Wheat dwarf virus (WDV) belongs to the genus Mastrevirus within the family Geminiviridae, which was first reported in the western parts of the Czech Republic and then in many other parts of the world^18,19. Its ssDNA genome encodes four proteins: the coat protein (CP) and the movement protein (MP) on the viral sense strand and two replication-associated proteins (Rep and Rep A) on the complementary strand¹⁹. The Rep gene of WDV possesses an intron of 86 nucleotides^19,20. The 3′ terminal part of the mp gene also serves as the initiation site of the cp gene, which is translated in the +1 reading frame relative to the mp reading frame¹⁹. The presence of an intron in the Rep gene makes it possible to produce two forms of the replication protein, Rep and Rep A. Splicing out of an intron leads to a larger Rep protein. Large and small intergenic regions (LIR and SIR, respectively) contain regulatory elements for viral replication and transcription.
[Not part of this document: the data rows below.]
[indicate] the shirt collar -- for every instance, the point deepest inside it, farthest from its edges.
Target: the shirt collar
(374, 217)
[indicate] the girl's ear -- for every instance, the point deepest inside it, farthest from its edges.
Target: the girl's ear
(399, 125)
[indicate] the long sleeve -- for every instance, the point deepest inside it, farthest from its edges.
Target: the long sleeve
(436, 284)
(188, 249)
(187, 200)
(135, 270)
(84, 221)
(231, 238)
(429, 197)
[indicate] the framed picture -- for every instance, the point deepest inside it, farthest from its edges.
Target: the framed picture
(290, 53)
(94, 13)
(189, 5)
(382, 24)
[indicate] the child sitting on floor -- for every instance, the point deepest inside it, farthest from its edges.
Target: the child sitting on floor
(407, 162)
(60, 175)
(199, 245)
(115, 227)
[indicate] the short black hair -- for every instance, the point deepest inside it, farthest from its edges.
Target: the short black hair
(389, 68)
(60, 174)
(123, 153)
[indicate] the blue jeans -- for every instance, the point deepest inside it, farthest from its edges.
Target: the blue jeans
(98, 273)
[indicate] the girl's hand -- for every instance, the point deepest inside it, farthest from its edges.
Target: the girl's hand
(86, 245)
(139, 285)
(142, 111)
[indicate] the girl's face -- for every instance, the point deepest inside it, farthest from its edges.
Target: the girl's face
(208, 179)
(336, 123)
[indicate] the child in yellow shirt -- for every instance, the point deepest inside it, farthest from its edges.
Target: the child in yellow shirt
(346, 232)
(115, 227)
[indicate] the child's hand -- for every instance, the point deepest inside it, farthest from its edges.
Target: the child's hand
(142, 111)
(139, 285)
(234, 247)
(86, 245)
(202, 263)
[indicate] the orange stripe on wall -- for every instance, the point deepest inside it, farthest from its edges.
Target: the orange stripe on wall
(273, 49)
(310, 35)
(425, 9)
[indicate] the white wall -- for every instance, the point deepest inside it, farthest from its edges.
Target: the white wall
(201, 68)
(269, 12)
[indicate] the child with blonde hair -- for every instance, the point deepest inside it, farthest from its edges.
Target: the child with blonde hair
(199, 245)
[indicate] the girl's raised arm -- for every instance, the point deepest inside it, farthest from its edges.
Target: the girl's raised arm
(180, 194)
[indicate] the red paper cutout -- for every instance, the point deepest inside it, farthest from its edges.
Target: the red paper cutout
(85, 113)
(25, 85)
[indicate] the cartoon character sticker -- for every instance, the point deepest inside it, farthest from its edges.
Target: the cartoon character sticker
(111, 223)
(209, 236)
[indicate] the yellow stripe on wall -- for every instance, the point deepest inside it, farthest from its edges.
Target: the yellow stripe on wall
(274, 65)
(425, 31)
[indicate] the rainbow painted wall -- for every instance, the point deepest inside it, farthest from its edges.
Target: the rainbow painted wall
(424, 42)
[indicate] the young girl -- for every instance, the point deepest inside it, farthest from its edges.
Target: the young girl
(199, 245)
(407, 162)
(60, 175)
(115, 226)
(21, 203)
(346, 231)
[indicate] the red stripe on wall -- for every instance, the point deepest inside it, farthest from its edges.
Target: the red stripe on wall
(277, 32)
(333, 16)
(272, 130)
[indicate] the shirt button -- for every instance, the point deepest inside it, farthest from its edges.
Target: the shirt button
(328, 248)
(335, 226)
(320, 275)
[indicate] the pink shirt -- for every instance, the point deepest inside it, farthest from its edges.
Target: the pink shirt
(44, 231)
The LIR comprises the origin of the RCR²¹. The SIR contains polyadenylation signals and a region to which a short complementary primer for the second strand synthesis binds²².

On the basis of a survey of field-derived cereal samples and on DNA sequences of distinct virus isolates, Schubert et al. (2007) proposed that WDV should be divided into three species: WDV, Barley dwarf virus (BDV) and Oat dwarf virus (ODV)²³. Muhire et al. (2013) suggested ODV should be considered as a separate species and that WDV should be divided into five strains (named as A to E) based on genome-wide phylogenetic analyses, which have been approved by the executive committee of the ICTV²⁴. The LIR region was first checked for the recombination breakpoint in population of limited 28 Chinese isolates²⁵, then with larger set of 30 isolates of WDV and recombination between WDV and BDV was uncovered with many more hotspots, including the central part of the cp, the 3′-terminal part of Rep, the 5′-terminal part of Rep/RepA and the SIR²⁶.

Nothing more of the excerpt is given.